Journal of Neurology, Neurosurgery, and Psychiatry | 2006
Maria Fiorella Contarino; Antonio Daniele; Alessandra Helen Sibilia; Luigi Romito; Anna Rita Bentivoglio; Guido Gainotti; Alberto Albanese
Aim: To assess the long-term cognitive and behavioural outcome after bilateral deep brain stimulation (DBS) of the subthalamic nucleus (STN) in patients affected by Parkinson’s disease, with a 5-year follow-up after surgery. Methods: 11 patients with Parkinson’s disease treated by bilateral DBS of STN underwent cognitive and behavioural assessments before implantation, and 1 and 5 years after surgery. Postoperative cognitive assessments were carried out with stimulators turned on.

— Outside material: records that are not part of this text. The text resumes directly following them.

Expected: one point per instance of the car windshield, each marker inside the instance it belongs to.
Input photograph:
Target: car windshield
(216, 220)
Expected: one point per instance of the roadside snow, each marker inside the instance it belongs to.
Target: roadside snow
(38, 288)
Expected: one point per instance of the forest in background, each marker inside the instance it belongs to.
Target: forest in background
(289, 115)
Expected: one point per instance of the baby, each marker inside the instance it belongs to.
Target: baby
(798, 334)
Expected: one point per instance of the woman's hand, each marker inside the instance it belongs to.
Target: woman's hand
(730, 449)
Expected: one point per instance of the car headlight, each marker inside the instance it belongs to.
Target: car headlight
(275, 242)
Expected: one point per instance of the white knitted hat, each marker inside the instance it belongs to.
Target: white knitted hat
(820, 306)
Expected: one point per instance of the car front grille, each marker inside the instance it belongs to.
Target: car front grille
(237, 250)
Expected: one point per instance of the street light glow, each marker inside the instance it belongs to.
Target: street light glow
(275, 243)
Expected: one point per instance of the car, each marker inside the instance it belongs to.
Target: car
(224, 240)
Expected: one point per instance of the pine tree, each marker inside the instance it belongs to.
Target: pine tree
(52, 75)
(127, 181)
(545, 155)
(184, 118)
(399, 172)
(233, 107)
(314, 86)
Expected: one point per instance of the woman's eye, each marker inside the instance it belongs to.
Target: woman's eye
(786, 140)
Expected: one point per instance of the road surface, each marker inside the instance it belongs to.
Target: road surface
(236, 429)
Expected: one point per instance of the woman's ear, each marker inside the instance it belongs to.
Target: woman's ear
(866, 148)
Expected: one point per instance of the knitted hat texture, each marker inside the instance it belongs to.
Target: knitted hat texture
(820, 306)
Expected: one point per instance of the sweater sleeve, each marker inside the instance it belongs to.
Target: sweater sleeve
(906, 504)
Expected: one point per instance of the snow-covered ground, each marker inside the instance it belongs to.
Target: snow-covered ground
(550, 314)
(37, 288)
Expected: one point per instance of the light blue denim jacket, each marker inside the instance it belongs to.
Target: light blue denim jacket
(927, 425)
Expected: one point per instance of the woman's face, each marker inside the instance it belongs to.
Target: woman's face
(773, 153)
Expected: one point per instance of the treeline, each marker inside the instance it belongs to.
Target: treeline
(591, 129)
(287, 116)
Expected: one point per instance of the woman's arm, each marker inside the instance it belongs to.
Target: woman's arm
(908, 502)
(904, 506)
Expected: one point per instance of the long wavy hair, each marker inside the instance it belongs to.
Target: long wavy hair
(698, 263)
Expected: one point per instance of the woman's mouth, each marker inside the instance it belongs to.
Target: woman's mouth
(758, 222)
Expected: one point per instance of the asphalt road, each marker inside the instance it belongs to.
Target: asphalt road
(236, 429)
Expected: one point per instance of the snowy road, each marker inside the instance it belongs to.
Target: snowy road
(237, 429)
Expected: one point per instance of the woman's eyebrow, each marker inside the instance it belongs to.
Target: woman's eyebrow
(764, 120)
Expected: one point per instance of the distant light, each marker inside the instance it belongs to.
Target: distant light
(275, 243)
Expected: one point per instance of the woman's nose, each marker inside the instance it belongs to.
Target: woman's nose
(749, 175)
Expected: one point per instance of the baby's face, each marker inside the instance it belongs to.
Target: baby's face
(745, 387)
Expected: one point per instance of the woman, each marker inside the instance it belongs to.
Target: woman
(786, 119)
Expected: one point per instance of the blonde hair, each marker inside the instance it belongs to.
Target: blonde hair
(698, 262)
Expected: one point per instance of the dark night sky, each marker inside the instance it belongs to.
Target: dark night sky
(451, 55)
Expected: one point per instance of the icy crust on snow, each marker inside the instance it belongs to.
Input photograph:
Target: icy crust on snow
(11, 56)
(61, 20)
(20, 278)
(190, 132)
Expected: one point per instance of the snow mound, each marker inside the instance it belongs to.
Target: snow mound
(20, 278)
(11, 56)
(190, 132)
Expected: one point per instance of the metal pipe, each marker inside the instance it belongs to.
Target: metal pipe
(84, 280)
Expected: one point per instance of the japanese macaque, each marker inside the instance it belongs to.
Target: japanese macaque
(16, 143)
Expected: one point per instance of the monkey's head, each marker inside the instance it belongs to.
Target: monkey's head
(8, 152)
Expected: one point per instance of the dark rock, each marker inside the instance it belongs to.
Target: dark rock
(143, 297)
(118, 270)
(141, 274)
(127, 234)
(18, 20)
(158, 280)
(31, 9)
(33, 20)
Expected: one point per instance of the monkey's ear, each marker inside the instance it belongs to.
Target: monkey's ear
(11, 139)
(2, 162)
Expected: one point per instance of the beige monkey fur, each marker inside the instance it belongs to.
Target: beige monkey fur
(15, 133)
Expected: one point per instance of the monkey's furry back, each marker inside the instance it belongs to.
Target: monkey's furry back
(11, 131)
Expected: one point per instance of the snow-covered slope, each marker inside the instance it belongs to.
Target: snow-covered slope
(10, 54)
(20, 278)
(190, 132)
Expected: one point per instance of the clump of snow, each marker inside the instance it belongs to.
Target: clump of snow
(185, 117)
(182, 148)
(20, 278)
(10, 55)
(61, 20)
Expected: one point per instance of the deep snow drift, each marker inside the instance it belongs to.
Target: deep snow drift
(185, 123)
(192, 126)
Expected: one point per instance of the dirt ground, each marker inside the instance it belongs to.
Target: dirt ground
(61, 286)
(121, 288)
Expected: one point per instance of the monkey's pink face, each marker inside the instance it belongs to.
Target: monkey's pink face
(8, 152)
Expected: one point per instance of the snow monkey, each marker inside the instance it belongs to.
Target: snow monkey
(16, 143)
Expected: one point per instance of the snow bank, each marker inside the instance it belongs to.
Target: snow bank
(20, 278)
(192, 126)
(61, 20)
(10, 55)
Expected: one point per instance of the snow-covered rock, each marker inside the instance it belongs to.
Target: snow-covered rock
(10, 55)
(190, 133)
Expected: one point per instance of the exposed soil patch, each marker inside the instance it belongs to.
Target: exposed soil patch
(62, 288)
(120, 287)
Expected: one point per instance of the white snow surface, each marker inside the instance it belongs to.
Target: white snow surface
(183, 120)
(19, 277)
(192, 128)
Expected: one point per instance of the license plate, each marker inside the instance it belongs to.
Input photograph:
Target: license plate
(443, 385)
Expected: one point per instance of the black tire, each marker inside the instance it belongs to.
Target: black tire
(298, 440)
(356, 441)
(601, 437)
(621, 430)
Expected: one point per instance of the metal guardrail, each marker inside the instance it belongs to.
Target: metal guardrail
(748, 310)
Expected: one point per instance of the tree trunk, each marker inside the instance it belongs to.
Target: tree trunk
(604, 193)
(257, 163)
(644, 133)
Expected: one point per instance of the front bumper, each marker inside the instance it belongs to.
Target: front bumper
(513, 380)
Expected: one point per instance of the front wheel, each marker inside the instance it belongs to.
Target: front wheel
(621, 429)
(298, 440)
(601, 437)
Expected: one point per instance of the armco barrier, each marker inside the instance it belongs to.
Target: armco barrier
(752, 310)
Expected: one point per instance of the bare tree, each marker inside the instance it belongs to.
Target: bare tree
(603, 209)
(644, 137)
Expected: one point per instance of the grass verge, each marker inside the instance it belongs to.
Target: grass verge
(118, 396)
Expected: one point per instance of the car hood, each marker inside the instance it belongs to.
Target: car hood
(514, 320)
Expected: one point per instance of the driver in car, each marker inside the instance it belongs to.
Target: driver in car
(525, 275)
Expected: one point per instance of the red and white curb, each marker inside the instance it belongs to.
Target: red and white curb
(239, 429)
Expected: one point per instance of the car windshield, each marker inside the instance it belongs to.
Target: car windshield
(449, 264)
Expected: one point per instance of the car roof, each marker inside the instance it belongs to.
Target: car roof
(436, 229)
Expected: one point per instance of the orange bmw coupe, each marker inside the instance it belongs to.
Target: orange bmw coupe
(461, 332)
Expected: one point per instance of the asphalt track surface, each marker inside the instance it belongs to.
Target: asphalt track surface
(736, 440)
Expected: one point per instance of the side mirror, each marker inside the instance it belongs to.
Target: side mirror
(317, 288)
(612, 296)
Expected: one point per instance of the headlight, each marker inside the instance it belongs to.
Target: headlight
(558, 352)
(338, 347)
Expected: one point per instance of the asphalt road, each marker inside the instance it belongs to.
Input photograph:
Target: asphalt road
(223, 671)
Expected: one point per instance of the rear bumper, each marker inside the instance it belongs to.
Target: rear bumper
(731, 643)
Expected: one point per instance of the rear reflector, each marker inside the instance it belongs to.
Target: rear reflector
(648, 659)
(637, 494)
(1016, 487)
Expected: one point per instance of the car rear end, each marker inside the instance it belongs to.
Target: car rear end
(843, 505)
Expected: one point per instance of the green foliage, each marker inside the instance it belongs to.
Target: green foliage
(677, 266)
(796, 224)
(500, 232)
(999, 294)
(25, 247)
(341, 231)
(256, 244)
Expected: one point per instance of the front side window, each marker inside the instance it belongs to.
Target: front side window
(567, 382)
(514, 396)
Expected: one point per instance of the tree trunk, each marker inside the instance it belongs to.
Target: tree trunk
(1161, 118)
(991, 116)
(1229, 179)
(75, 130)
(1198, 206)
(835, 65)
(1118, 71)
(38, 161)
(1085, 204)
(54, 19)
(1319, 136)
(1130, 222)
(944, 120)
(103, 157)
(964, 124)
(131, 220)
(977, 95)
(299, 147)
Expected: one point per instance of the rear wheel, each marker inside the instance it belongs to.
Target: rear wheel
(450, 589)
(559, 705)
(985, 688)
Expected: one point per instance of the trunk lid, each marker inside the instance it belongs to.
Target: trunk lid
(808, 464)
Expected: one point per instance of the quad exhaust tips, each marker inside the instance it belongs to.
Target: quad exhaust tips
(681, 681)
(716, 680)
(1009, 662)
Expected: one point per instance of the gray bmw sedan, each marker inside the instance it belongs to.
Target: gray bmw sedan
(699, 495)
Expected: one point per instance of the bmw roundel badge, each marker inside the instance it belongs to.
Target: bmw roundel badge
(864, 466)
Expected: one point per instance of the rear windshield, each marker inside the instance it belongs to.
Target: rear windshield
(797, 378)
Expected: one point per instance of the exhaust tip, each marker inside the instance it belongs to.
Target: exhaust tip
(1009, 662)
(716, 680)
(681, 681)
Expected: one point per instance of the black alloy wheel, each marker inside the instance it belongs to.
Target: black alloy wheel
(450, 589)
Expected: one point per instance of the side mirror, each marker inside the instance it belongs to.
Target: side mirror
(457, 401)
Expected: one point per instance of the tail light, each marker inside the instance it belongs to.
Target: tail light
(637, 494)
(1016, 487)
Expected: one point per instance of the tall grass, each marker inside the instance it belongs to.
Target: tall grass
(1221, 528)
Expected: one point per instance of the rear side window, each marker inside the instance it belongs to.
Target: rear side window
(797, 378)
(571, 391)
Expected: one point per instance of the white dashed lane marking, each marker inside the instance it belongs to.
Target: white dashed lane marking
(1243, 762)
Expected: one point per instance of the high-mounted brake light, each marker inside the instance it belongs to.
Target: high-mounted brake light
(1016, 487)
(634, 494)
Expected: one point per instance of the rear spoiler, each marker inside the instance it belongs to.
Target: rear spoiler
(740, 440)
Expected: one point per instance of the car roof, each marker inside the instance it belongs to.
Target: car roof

Results: A year after surgery, there was a marginally significant decline on a letter verbal fluency task (p = 0.045) and a significant improvement on Mini-Mental State Examination (p = 0.009). 5 years after surgery, a significant decline was observed on a letter verbal fluency task (p = 0.007) and an abstract reasoning task (p = 0.009), namely Raven’s Progressive Matrices 1947. No significant postoperative change was observed on other cognitive variables. No patient developed dementia 5 years after surgery. A few days after the implantation, two patients developed transient manic symptoms with hypersexuality and one patient developed persistent apathy. Conclusion: The decline of verbal fluency observed 5 years after implantation for DBS in STN did not have a clinically meaningful effect on daily living activities in our patients with Parkinson’s disease. As no patient developed global cognitive deterioration in our sample, these findings suggest that DBS of STN is associated with a low cognitive and behavioural morbidity over a 5-year follow-up, when selection criteria for neurosurgery are strict.
Neuropsychologia | 1992
Patrizia D'Erme; Ian H. Robertson; Paolo Bartolomeo; Antonio Daniele; Guido Gainotti
A specific disruption in the ability to automatically disengage attention from its previous focus has been hypothesized to account for the extinction phenomenon often observed in the unilateral spatial neglect syndrome. Recent literature, however, also brings out the role played in neglect by an imbalance in the attentional orienting systems, resulting in an early shift of attention towards the side of space ipsilateral to the brain lesion. In the present study we hypothesized that this attentional bias in orienting of attention might be demonstrated in a paradigm of simple reaction time to lateralized visual stimuli by contrasting the presence vs the absence on the computer screen of the square boxes used to facilitate position expectancy. A main prediction was made that patients with neglect would show a significant increase in reaction time to contralateral visual stimuli in the presence of bilateral reference boxes as compared to conditions in which no boxes were displayed. The right-sided box was in fact expected to exert an early attraction on the patients attention, thus modifying the pattern of reaction times to the proper targets. This prediction was confirmed in right brain-damaged patients with moderate to severe neglect.